ACL 2025 LLM Safety Chinese Benchmark Factuality Evaluation SimpleQA Knowledge Boundary RAG Alignment Tax Calibration

Chinese SimpleQA: A Chinese Factuality Evaluation for Large Language Models¶

Conference: ACL 2025
arXiv: 2411.07140
Code: https://openstellarteam.github.io/ChineseSimpleQA/
Authors: Yancheng He, Shilong Li, Jiaheng Liu et al.
Institution: Alibaba Taobao and Tmall Group
Area: LLM Evaluation / Factuality
Keywords: Chinese Benchmark, Factuality Evaluation, SimpleQA, Knowledge Boundary, RAG, Alignment Tax, Calibration

TL;DR¶

Proposes Chinese SimpleQA, the first comprehensive Chinese factuality evaluation benchmark, containing 3,000 high-quality short Q&A pairs (covering 6 main domains and 99 sub-domains). After evaluating 41 LLMs, only o1-preview (63.8%) and Doubao-pro-32k (61.9%) passed. The study systematically reveals key insights such as "larger models perform better," "RAG narrows the gap," and "alignment lowers factuality."

Background & Motivation¶

Background: - LLM-generated factually inconsistent content (hallucination) severely hinders the widespread application of Artificial General Intelligence (AGI). - OpenAI's SimpleQA benchmark provides a concise and reliable tool for English factuality evaluation, but is primarily designed for English. - Existing Chinese LLM benchmarks (C-Eval, CMMLU) mainly test reasoning capabilities and do not specifically evaluate the boundaries of Chinese factual knowledge.
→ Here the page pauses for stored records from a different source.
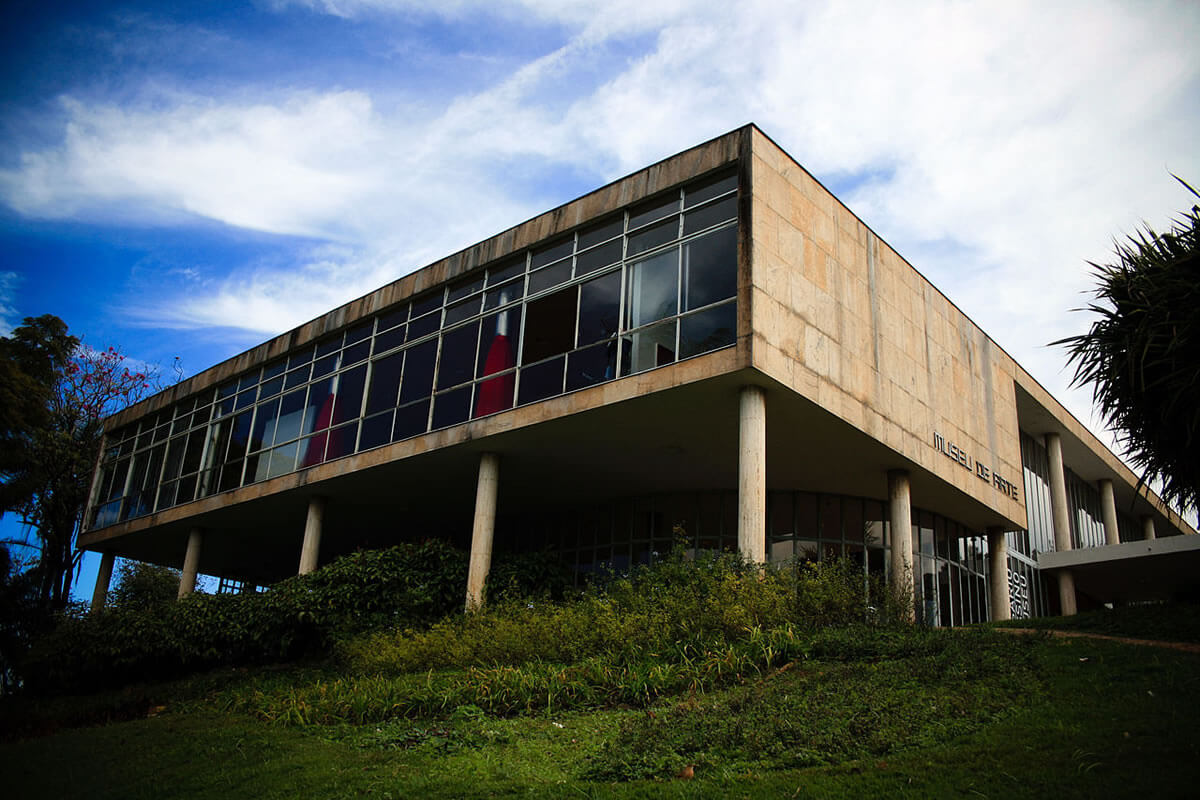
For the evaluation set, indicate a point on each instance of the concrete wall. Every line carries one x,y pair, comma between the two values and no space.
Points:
840,318
702,158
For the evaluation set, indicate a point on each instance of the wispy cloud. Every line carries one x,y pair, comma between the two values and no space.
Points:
996,145
9,320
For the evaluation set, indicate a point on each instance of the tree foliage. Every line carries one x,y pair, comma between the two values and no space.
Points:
1141,354
54,394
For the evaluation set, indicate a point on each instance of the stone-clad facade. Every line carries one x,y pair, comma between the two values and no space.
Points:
713,344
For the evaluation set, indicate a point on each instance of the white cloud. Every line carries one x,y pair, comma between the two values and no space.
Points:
996,145
7,310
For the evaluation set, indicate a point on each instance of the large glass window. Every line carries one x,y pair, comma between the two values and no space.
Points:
636,289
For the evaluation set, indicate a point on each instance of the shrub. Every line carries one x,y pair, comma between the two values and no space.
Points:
666,608
143,585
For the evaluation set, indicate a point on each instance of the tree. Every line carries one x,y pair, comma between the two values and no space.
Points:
1143,354
54,394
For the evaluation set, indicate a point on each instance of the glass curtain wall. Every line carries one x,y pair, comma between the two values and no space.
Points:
949,560
634,290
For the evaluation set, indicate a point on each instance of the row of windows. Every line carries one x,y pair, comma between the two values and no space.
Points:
640,289
949,561
1084,504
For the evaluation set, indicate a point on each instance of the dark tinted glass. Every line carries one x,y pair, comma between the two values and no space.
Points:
498,342
418,371
341,440
240,435
457,356
384,383
451,408
376,431
291,416
592,365
264,425
550,326
541,380
599,308
411,420
319,409
708,330
348,403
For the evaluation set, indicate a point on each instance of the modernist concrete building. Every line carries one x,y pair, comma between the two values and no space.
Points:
713,347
Core Problem: - Lack of a factuality evaluation benchmark focused on the Chinese language. - Significant discrepancy between LLM performance in Chinese knowledge domains (especially Chinese culture-related knowledge) and English. - Systematic validation is lacking regarding whether alignment training (RLHF/DPO, etc.) reduces model factuality.
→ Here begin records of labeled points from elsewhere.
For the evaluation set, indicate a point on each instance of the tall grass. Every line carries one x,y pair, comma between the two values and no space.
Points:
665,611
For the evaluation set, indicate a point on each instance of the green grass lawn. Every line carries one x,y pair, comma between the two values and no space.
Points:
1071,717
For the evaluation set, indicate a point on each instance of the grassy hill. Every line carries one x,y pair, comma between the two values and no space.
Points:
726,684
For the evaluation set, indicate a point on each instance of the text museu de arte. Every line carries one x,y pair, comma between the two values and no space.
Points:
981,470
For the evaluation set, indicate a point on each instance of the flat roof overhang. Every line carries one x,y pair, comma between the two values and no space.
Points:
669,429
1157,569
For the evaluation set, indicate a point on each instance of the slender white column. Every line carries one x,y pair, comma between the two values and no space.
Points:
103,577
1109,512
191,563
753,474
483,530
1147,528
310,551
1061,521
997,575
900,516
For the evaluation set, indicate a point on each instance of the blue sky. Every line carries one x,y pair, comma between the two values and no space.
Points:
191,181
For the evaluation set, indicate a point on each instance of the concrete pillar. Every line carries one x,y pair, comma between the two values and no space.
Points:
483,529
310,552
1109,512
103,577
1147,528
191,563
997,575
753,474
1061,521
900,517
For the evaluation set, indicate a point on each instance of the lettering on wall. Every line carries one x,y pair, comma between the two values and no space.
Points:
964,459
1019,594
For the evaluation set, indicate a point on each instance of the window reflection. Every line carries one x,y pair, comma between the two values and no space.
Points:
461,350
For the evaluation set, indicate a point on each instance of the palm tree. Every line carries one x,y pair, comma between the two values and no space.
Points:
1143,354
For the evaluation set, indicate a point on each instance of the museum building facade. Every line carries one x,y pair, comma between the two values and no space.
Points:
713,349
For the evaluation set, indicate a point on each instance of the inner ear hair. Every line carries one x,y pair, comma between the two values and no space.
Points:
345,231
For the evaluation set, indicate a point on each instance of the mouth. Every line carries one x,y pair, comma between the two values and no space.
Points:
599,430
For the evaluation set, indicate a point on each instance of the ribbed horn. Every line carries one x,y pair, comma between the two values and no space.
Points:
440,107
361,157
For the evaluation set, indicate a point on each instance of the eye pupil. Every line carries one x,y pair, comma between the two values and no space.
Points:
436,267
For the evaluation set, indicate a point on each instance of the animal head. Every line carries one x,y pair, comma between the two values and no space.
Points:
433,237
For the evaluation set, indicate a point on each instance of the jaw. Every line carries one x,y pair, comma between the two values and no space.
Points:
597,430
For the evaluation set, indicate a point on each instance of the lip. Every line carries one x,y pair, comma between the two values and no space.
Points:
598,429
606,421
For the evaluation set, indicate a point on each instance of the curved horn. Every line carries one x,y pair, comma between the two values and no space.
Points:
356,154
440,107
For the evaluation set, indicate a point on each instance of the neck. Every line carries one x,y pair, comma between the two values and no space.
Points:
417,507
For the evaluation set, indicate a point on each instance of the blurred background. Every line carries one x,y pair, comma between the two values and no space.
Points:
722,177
Goal: Construct a Chinese, diverse, high-quality, static, and easy-to-evaluate factuality benchmark to comprehensively evaluate the boundaries of existing LLMs on Chinese knowledge.

Method¶

Dataset Design Principles¶

Chinese SimpleQA follows five core principles:

Chinese: Focus on Chinese language knowledge evaluation.
Diverse: 6 main domains + 99 sub-domains.
High-quality: Strict automatic + manual quality control workflow.
Static: All answers remain invariant over time (evergreen attribute).
Easy-to-evaluate: Questions and answers are extremely short, enabling fast scoring via LLM APIs.

Six Main Domains Covered¶

Domain	Sample count	Example
Chinese Culture	323	Cultural knowledge unique to Chinese
Humanities	623	History, philosophy, language, etc.
Engineering, Technology, and Applied Sciences (ETAS)	473	Computer science, engineering, medicine, etc.
Life, Arts, and Culture (LAC)	602	Daily life, art, sports, etc.
Society	450	Politics, economics, law, etc.
Natural Science	529	Physics, chemistry, biology, etc.
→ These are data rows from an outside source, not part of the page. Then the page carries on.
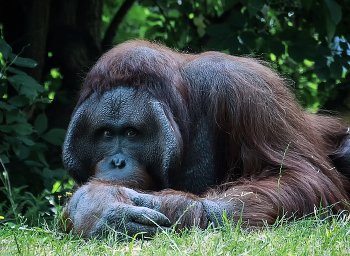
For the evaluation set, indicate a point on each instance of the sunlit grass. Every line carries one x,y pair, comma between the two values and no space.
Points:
311,236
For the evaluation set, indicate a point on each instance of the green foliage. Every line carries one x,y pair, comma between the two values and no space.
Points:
306,41
25,139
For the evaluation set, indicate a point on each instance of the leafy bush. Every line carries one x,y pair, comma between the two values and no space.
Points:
29,150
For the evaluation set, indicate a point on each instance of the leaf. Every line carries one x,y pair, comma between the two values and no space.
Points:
22,62
6,128
12,116
42,159
16,71
306,4
5,49
335,10
254,6
55,136
26,141
336,70
7,107
19,101
22,128
4,159
40,123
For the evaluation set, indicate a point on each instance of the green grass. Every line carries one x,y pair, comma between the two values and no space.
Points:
303,237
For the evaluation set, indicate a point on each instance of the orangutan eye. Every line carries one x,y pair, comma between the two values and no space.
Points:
107,133
131,132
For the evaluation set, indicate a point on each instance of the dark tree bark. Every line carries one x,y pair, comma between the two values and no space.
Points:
114,26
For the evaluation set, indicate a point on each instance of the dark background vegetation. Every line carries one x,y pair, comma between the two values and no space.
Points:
47,46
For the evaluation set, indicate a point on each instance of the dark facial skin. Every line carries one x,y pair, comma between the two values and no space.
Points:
119,137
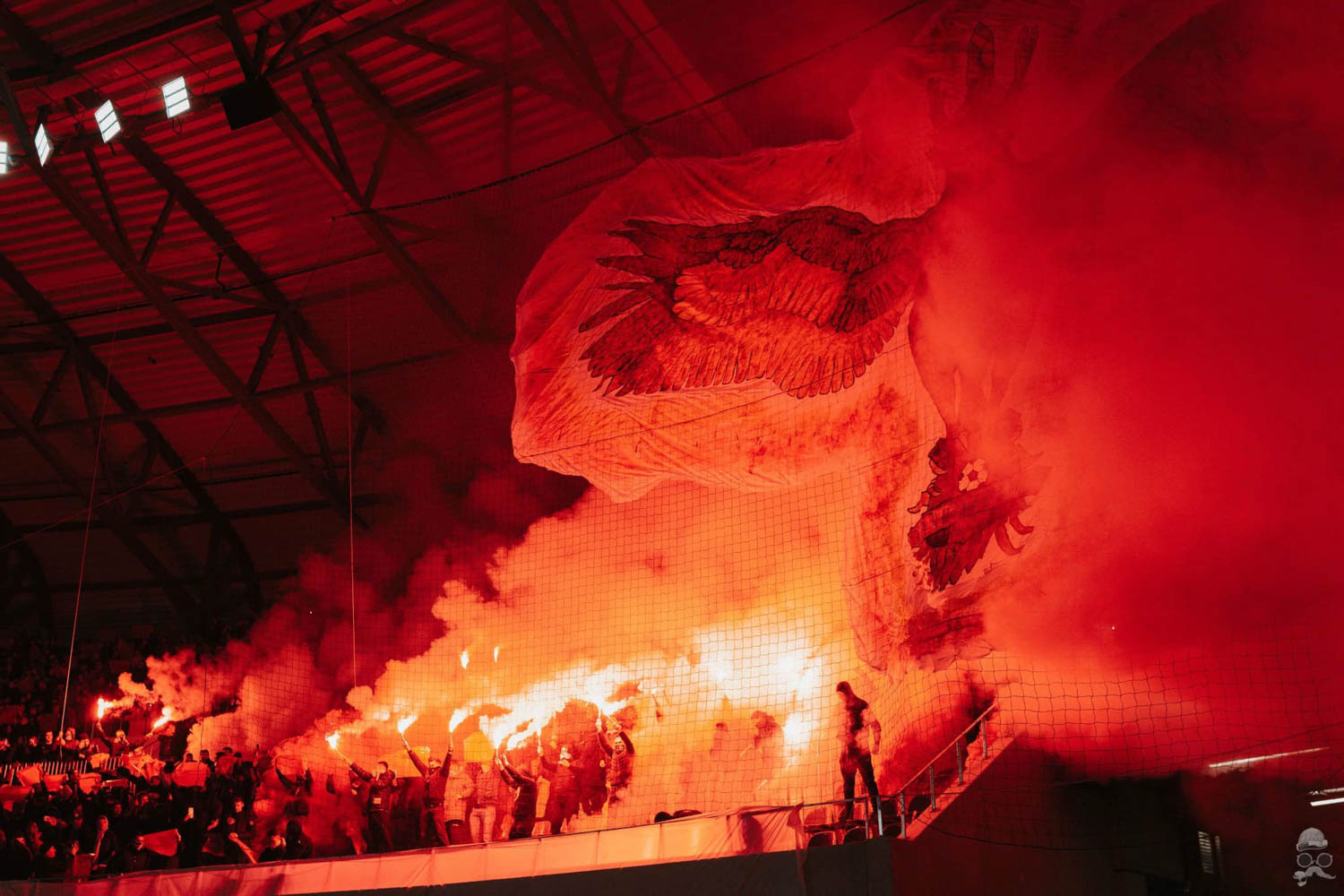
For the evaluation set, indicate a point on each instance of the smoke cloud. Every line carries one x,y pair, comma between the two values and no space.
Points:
1167,261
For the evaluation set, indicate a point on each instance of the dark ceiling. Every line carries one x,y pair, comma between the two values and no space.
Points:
226,323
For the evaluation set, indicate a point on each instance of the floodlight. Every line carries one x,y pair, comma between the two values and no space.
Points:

Data Construction Pipeline¶

Automatic Phase: 1. Knowledge Content Extraction: Extract high-quality content from knowledge-rich texts such as Wikipedia. 2. Q&A Pair Generation: Use LLMs to auto-generate Q&A pairs based on high-quality knowledge content. 3. LLM Quality Verification: Automatically filter samples according to predefined criteria (uniqueness of answer, static nature, etc.). 4. RAG Verification: Leverage LlamaIndex + Google/Bing search engines for retrieval-augmented verification. 5. Difficulty Filtering: Exclude questions if all four powerful models (GPT-4o, Llama3-70B, Qwen2.5-72B, GLM-4-Plus) answer correctly.

Manual Verification Phase: - Each question is evaluated independently by 2 annotators. - Annotators search for answers using search engines, with each providing at least 2 supporting URLs. - In case of disagreement, a 3rd annotator arbitrates. - Only samples consistent with LLM-verified answers are ultimately kept.

Q&A Construction Criteria (Four Core Rules)¶

The answer must be objective and unique: Exclude subjective or multi-answer questions (e.g., "In which year did Zhu Qizhen ascend the throne?" has two valid answers).
The answer must not change over time: Exclude current events or temporal questions (e.g., "The current president of country X").
The question must be challenging: Avoid overly simple questions.
Answerable up to 2023: Ensure fair evaluation of models trained with different knowledge cutoff dates.

Dataset Size Transition¶

Phase	Sample Count	Retention Rate
Initial Generation	10,000	100%
After Difficulty Filtering	6,310	63.1%
After Rules & RAG Verification	3,470	34.7%
After Manual Verification	3,000	30.0%

Evaluation Metrics¶

Correct (CO): The predicted answer completely contains the reference answer and has no contradictions.
Not Attempted (NA): The model did not provide a reference answer and had no contradictions (e.g., a refusal to answer).
Incorrect (IN): The predicted answer contradicts the reference answer.
Correct Given Attempted (CGA): The ratio of correct answers among attempted questions.
F-score: The harmonic mean of CO and CGA.

Dataset Statistics¶

Metric	Value
Average Question Length	23.6 characters
Average Answer Length	6.1 characters
Max Question Length	81 characters
Max Answer Length	47 characters

Key Experimental Results¶

Evaluation Scale¶

Evaluated 41 LLMs: 17 closed-source + 24 open-source, covering series such as o1, GPT-4o, Qwen2.5, InternLM, Yi, LLaMA3, DeepSeek, Baichuan, and Mistral.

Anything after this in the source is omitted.